Considering the basic right fostered by DNR – right to one’s autonomy, do you think it is appropriate for a health care provider to render such order despite of their sworn pledges? Please elaborate your answer based on the following sworn pledges. “I solemnly pledge myself before God and in the presence of this assembly… I will abstain from whatever is deleterious and mischievous… devote myself to the welfare of those committed to my care. ” Nightingale’s Pledge “To practice and prescribe to the best of my ability for the good of my patients, and to try to avoid harming them….
…To keep the good of the patient as the highest priority…” Hippocratic Oath 2. DNR, by request, is being practiced predominantly in the western cultures since this is part of the patient’s autonomy. Hence, hospitals and physician consider DNR-by-request despite of the possible interventions that the medical team can render to the patient’s condition. In such case, do you think you are saving the life of an individual by adhering to his right of autonomy? 3. The sworn oath of every health care provider is to provide the utmost care and save lives.
Do you think it is ethical to deliver DNR order with or without available medical options just to satisfy the rights of autonomy and patient’s right to dignified death? If yes, are you not compromising the patient’s rights to life, beneficence, nonmalifecence and utmost care? (There are many rights being compromised by just adhering to the said two rights) 4. Since DNR order negates the use of other apparatus associated to Cardiopulmonary resuscitation, are you not forfeiting or compromising other non-related medical interventions (e. g. surgical operations, etc. ) that can save the patient life?
5. According to Beach and Morrison (2002), DNR order cultivates reluctance of physicians in providing surgical or invasive procedure, do you agree on this study conclusion? If no, then how will you handle a major surgical operation on a DNR patient that will eventually require CPR and other forms of life resuscitation since this is a standard event during major surgery? 6. In terms of dignified death, do you think the patient is dignified whenever a health care provider prevents his/her task from initiating methods (e. g. CPR) that might still save the life of a DNR patient? 7. Are you not defeating the purpose of hospital care if you admit a DNR patient?
(The purpose of the hospital is basically to care, tend to the wounded and save lives) Since a DNR patient will die anyway, why do you think the hospital should admit them considering that the amount of their medical expenses can exceed sky-high just by waiting or dying in a hospital?
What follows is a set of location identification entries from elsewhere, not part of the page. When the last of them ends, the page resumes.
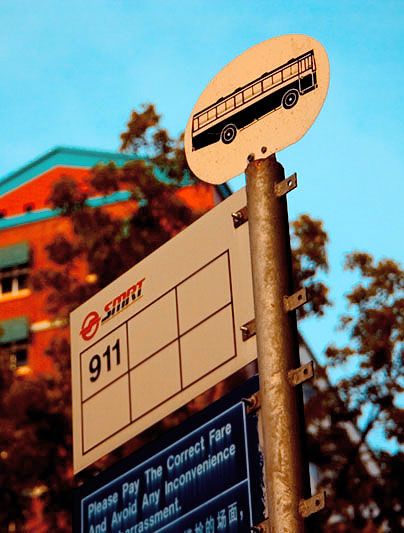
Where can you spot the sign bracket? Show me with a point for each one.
(253, 403)
(240, 217)
(248, 330)
(286, 185)
(312, 505)
(296, 300)
(301, 374)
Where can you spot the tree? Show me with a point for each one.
(108, 245)
(364, 489)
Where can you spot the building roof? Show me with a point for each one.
(63, 156)
(59, 156)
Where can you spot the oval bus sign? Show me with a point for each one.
(263, 101)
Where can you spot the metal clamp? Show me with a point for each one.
(261, 528)
(312, 505)
(240, 217)
(286, 185)
(253, 403)
(248, 330)
(296, 300)
(301, 374)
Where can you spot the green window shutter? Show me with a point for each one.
(15, 255)
(13, 330)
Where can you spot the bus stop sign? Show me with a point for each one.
(263, 101)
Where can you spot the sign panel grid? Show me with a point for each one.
(161, 334)
(168, 353)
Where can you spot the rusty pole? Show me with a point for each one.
(278, 352)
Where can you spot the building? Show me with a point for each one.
(27, 225)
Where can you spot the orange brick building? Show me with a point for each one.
(27, 225)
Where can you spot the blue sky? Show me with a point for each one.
(72, 71)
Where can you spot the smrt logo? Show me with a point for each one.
(90, 325)
(93, 320)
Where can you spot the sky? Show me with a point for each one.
(71, 72)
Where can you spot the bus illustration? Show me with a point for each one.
(281, 87)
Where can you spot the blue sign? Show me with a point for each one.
(200, 482)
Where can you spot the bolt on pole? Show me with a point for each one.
(286, 473)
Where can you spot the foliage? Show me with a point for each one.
(364, 492)
(364, 487)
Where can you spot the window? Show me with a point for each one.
(18, 354)
(14, 342)
(13, 280)
(14, 268)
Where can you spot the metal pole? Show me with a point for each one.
(277, 342)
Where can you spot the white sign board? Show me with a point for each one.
(162, 333)
(263, 101)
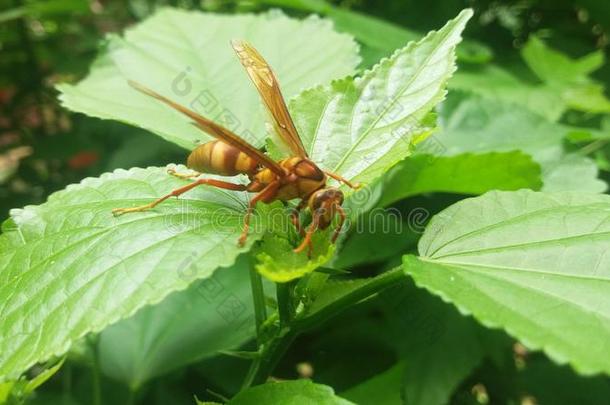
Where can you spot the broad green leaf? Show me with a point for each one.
(472, 124)
(534, 264)
(296, 392)
(211, 315)
(278, 262)
(464, 174)
(438, 346)
(551, 384)
(573, 172)
(361, 127)
(553, 66)
(187, 56)
(380, 38)
(90, 269)
(380, 235)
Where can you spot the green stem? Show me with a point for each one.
(96, 391)
(258, 296)
(284, 303)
8. Considering the study of Watcher, Goldman and Hollander (2005), most patients who ultimately receive DNR orders are competent at the time of admission, but not competent (e. g. experiencing deficits in coherence, under confusion, experiencing severe pain, etc. ) when the DNR order is finally written. Do you think it is still appropriate to consider their DNR request in such condition? If yes, are you not compromising the welfare of your patient by such incompetent decisions, and since not all hospital implement such decision evaluation, do you think it is also ethical to administer such order from an incompetent patient? Conclusion on Con Side of DNR DNR order is thought to be an appropriate palliative measure derived from the ethical principles of autonomy and dignified death.
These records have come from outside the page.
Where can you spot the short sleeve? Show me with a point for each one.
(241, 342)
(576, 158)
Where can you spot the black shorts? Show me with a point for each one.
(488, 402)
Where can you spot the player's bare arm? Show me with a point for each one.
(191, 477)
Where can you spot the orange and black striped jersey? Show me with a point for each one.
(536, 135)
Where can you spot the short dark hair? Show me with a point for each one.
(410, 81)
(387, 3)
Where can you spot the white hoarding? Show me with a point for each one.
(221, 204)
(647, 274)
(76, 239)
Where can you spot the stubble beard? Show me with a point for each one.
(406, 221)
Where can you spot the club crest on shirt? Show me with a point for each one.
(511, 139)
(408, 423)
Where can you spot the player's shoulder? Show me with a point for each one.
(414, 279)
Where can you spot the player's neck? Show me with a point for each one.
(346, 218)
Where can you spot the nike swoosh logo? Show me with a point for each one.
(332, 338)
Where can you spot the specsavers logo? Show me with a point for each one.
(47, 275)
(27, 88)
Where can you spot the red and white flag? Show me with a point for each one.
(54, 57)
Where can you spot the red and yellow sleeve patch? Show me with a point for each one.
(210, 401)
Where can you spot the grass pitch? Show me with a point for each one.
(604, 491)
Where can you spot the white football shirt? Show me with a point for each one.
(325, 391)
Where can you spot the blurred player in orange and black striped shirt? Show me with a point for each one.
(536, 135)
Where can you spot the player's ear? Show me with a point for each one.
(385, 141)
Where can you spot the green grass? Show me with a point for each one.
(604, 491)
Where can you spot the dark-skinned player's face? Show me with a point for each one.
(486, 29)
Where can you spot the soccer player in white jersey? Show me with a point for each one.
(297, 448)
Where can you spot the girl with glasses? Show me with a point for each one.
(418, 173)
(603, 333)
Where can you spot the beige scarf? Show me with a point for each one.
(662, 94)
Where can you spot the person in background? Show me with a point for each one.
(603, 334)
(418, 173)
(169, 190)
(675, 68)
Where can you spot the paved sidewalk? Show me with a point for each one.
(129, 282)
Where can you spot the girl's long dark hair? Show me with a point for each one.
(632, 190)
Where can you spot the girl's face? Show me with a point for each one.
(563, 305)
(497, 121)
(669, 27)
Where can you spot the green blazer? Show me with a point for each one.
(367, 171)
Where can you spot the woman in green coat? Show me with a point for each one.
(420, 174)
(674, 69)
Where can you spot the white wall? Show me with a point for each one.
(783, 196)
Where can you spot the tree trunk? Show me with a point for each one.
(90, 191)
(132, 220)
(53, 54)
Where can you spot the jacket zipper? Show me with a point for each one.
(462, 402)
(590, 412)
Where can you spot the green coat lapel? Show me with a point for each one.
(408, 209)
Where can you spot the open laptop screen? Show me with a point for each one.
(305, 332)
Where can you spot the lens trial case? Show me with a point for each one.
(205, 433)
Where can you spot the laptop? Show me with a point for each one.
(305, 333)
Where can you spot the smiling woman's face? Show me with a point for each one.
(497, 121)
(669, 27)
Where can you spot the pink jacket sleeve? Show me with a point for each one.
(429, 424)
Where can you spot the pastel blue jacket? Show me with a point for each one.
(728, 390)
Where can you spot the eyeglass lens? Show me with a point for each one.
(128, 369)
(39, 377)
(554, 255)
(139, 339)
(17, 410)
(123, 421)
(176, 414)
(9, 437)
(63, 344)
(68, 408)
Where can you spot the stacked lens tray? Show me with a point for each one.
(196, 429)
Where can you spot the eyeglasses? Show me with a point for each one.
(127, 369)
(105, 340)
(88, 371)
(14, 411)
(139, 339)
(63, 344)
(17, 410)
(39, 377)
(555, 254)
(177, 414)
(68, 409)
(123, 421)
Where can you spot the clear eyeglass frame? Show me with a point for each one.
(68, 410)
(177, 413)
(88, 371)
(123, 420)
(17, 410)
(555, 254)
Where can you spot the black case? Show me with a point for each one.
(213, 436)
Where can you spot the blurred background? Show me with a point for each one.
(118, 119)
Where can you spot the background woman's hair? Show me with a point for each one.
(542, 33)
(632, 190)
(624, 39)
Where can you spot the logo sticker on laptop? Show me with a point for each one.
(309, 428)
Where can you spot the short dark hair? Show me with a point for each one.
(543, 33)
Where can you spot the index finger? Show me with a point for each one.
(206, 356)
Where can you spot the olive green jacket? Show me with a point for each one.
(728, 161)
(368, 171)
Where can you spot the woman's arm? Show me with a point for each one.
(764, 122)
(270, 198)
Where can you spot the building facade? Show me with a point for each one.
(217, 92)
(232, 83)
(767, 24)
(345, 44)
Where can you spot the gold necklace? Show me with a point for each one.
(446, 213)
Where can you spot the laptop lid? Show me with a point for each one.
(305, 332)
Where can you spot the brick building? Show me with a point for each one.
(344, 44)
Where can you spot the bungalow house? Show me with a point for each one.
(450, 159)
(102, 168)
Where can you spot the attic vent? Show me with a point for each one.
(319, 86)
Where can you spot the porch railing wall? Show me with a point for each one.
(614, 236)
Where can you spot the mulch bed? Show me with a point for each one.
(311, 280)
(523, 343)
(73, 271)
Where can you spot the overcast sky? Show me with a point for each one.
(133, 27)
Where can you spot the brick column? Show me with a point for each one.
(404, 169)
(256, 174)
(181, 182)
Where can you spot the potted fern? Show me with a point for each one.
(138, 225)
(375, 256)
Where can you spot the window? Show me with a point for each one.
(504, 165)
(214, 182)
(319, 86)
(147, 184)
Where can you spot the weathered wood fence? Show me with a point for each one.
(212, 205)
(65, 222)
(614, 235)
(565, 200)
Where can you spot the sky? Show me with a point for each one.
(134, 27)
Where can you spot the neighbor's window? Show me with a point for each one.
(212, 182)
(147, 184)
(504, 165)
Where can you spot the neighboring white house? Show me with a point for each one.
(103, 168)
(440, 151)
However, such order provides various disadvantages according to numerous studies, specifically (1) inappropriate decision making of most patients requesting DNR that eventually results to incompetent decision making and eventually compromising the welfare of the patient; (2) essentially limits the possibility of life saving interventions or further alleviations of the condition since DNR-by-request automatically implies the patient’s unwillingness towards medical life-saving interventions; (3) impairs the effectiveness and efficiency of surgical operations if required since surgical operations, especially in major cases, can always trigger events that may need immediate life-saving resuscitation; (4) increased incidence of death among DNR patients regardless of death potentials, and (5) increased health costs due to longer hospital stays, palliative interventions and dying within hospital premises.